Takagi Shinsuke, Masuoka Kazuhiro, Uchida Naoyuki, Kurokawa Mineo, Nakamae Hirohisa, Imada Kazunori, Iwato Koji, Ichinohe Tatsuo, Atsuta Yoshiko, Takami Akiyoshi, Yano Shingo
Department of Hematology, Toranomon Hospital, Tokyo, Japan; Adult AML Working Group, The Japan Society for Hematopoietic Cell Transplantation, Aichi, Japan.
Adult AML Working Group, The Japan Society for Hematopoietic Cell Transplantation, Aichi, Japan; Department of Hematology, Mishuku Hospital, Tokyo, Japan.
Biol Blood Marrow Transplant. 2016 Dec;22(12):2208-2213. doi: 10.1016/j.bbmt.2016.09.017. Epub 2016 Sep 22.
To clarify the outcome of allogeneic hematopoietic cell transplantation (HCT) for leukemic transformation (LT) preceded by Philadelphia chromosome-negative (Ph-neg) myeloproliferative neoplasms (MPNs), we conducted a retrospective study using the national registry database of the Japan Society for Hematopoietic Cell Transplantation. From 2000 to 2013, 39 patients underwent their first allogeneic HCT with related bone marrow or peripheral blood stem cells (n = 8), unrelated bone marrow (n = 15), and unrelated umbilical cord blood (n = 16). The median patient age was 57 years. The underlying Ph-neg MPNs included 21 cases of essential thrombocythemia, 11 cases of primary myelofibrosis, and 7 cases of polycythemia vera. The median interval between the diagnosis of LT and transplantation was 134 days. Thirty-two cases (82%) were not in remission at the time of transplantation. The 2-year overall survival rate was 29.2% (95% confidence interval [CI], 15.5% to 44.3%). The median follow-up of the surviving patients was 1989.5 days (range, 285 to 3270). The cumulative incidences of relapse and nonrelapse mortality at 2 years were 34.4% (95% CI, 19.6% to 49.8%) and 34.2% (95% CI, 19.6% to 49.4%), respectively. The study results suggested that allogeneic HCT provides long-term survival in approximately one-third of patients with LT preceded by Ph-neg MPNs.
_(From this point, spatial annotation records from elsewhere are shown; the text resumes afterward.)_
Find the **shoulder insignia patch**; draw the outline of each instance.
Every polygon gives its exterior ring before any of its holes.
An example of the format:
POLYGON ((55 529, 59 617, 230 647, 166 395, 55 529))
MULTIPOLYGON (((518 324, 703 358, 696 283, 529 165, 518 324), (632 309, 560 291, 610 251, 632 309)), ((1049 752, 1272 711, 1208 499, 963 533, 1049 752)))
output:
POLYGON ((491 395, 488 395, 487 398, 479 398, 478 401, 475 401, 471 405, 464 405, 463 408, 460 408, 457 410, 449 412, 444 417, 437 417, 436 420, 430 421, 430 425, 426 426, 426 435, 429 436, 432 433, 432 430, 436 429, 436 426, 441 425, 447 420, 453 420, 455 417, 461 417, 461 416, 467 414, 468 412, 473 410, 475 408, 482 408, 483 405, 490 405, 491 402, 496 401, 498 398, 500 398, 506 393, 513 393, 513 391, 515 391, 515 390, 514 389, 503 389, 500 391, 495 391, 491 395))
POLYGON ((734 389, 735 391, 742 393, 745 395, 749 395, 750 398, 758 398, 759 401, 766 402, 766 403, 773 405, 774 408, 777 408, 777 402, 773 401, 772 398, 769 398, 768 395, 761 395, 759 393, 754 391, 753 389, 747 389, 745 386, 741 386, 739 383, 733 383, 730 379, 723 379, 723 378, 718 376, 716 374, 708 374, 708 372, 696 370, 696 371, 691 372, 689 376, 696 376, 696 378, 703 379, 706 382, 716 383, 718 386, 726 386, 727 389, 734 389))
为明确异基因造血细胞移植(HCT)用于治疗费城染色体阴性(Ph-neg)骨髓增殖性肿瘤(MPN)继发白血病转化(LT)的疗效,我们利用日本造血细胞移植学会的全国登记数据库进行了一项回顾性研究。2000年至2013年期间,39例患者接受了首次异基因HCT,供者来源包括相关骨髓或外周血干细胞(n = 8)、无关骨髓(n = 15)以及无关脐带血(n = 16)。患者中位年龄为57岁。基础Ph-neg MPN包括21例原发性血小板增多症、11例原发性骨髓纤维化和7例真性红细胞增多症。LT诊断与移植之间的中位间隔时间为134天。32例(82%)患者在移植时未缓解。2年总生存率为29.2%(95%置信区间[CI],15.5%至44.3%)。存活患者的中位随访时间为1989.5天(范围,285至3270天)。2年时复发和非复发死亡率的累积发生率分别为34.4%(95%CI,19.6%至49.8%)和34.2%(95%CI,19.6%至49.4%)。研究结果表明,异基因HCT可为约三分之一的Ph-neg MPN继发LT患者提供长期生存。